Ja'far bin Fallah
Ja'far bin Fallah (bahasa Arab: جعفر بن فلاح) atau Ibnu Falah adalah seorang jenderal Berber dari suku Kutama yang mengabdi pada Kekhalifahan Fathimiyah.[1][2] Ia memimpin usaha pertama Fathimiyah untuk menaklukkan Suriah pada tahun 970–971, merebut Ramla dan Damaskus, tetapi serangannya ke Antiokhia yang dikuasai Bizantium berhasil dihalau, dan ia tewas pada bulan Juni 971 dalam pertempuran melawan pasukan Qaramitah yang menyerbu.
Biografi
suntingPada musim panas 969, pasukan Kekhalifahan Fathimiyah, di bawah komando Jawhar al-Siqilli, menaklukkan Mesir dari para penguasa Ikhsyidiyah. Satu-satunya perlawanan yang diberikan oleh resimen-resimen tentara Ikhsyidiyah yang membuat barikade di Pulau Rawdah dekat ibu kota, Fustat, tetapi Sungai Nil rendah dan pasukan Kutama Berber milik Fathimiyah dengan cepat menyeberanginya dan membantai pasukan Ikhsyidiyah.[3] Ja'far bin Fallah berperan penting dalam keberhasilan ini: ia tidak hanya memimpin pasukan Fathimiyah yang menyeberangi sungai, tetapi juga, menurut al-Maqrizi, merebut perahu-perahu yang digunakan untuk melakukan ini dari armada yang dikirim oleh para loyalis Ikhsyidiyah dari Mesir Hilir.[4]
Pada saat yang sama, lebih jauh ke utara, Kekaisaran Bizantium merebut Antiokhia.
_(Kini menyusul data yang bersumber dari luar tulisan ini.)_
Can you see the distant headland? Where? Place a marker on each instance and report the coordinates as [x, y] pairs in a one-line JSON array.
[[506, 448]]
Dipenuhi semangat jihad dan bertujuan untuk melegitimasi kekuasaan mereka, Fathimiyah menggunakan kemajuan Bizantium di Antiokhia dan ancaman "kafir" sebagai pokok utama dalam propaganda mereka yang ditujukan ke wilayah yang baru ditaklukkan, bersama dengan janji untuk memulihkan pemerintahan yang adil.[5] Oleh karena itu Jawhar mengirim Ja'far bin Fallah untuk menyerang Palestina, tempat sisa-sisa Ikhsyidiyah bertahan.[2][6]
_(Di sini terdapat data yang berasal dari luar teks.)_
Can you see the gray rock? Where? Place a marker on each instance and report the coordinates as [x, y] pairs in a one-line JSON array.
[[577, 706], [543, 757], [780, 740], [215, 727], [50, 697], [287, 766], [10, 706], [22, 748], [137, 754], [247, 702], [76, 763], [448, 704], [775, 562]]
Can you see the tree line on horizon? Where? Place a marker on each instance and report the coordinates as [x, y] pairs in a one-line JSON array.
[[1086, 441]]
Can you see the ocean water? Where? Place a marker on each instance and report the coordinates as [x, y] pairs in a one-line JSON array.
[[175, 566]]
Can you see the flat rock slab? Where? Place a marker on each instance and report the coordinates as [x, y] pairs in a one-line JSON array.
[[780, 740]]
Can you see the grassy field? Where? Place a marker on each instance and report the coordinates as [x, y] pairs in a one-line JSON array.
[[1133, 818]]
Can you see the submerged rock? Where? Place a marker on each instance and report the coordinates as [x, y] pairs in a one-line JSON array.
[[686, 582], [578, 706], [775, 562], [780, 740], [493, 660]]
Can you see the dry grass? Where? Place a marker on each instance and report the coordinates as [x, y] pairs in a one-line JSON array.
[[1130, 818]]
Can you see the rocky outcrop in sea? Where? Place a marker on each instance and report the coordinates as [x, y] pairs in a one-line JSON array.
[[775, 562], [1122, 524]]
Ibnu Fallah mengalahkan dan menangkap gubernur Ikhsyidiyah al-Hasan bin Ubayd Allah bin Tughj dan mengambil Ramla, ibu kota provinsi Palestina, pada 24 Mei 970. Dia kemudian bergerak melawan Tiberias, yang dikuasai oleh ghulam Fatik dan sekutunya Badui Bani Uqayl. Fatik terbunuh karena pengkhianatan, sementara Ibnu Fallah menggunakan suku Badui lainnya, Bani Murra dan Bani Fazara, untuk mengusir Uqayl ke utara menuju Homs. Mendengar berita kejadian ini, gubernur Damaskus yang ditunjuk Ikhsyidiyah, Shamul, menyerahkan diri kepada Fathimiyah.[7][8] Setelah tentara Kutama Ibnu Fallah menganiaya dan merampok delegasi warga terkemuka, orang-orang Damaskus memutuskan untuk melawan dan mendirikan pemerintahan mereka sendiri, di bawah Abbasiyah Ibnu Abi Ya'la dan seseorang bernama Muhammad bin Asuda. Milisi Damaskus mengusir pasukan pertama pasukan Fathimiyah yang muncul di depan tembok kota, tetapi begitu Ibnu Fallah sendiri dengan sebagian besar pasukannya muncul di depan kota pada bulan November, mereka didorong kembali ke balik tembok kota, dan menawarkan untuk menyerah. Sangat kontras dengan keringanan yang ditunjukkan Jawhar kepada Fustat, Ibnu Fallah memberlakukan persyaratan yang memalukan di Damaskus, menuntut agar para wanita keluar dan membiarkan rambut mereka tergerai di debu. Selama pengambilalihan kota, Kutama menjarah pasar dan bentrok dengan penduduk selama tiga hari, setelah itu Ibnu Fallah mengeksekusi beberapa warga terkemuka. Ini menenangkan situasi untuk sementara waktu, dan Ibnu Fallah mengamankan Damaskus dengan mendirikan benteng di kota itu, tetapi meninggalkan warisan kebencian terhadap Fathimiyah dan pasukan Berber mereka di kota itu.[9][10]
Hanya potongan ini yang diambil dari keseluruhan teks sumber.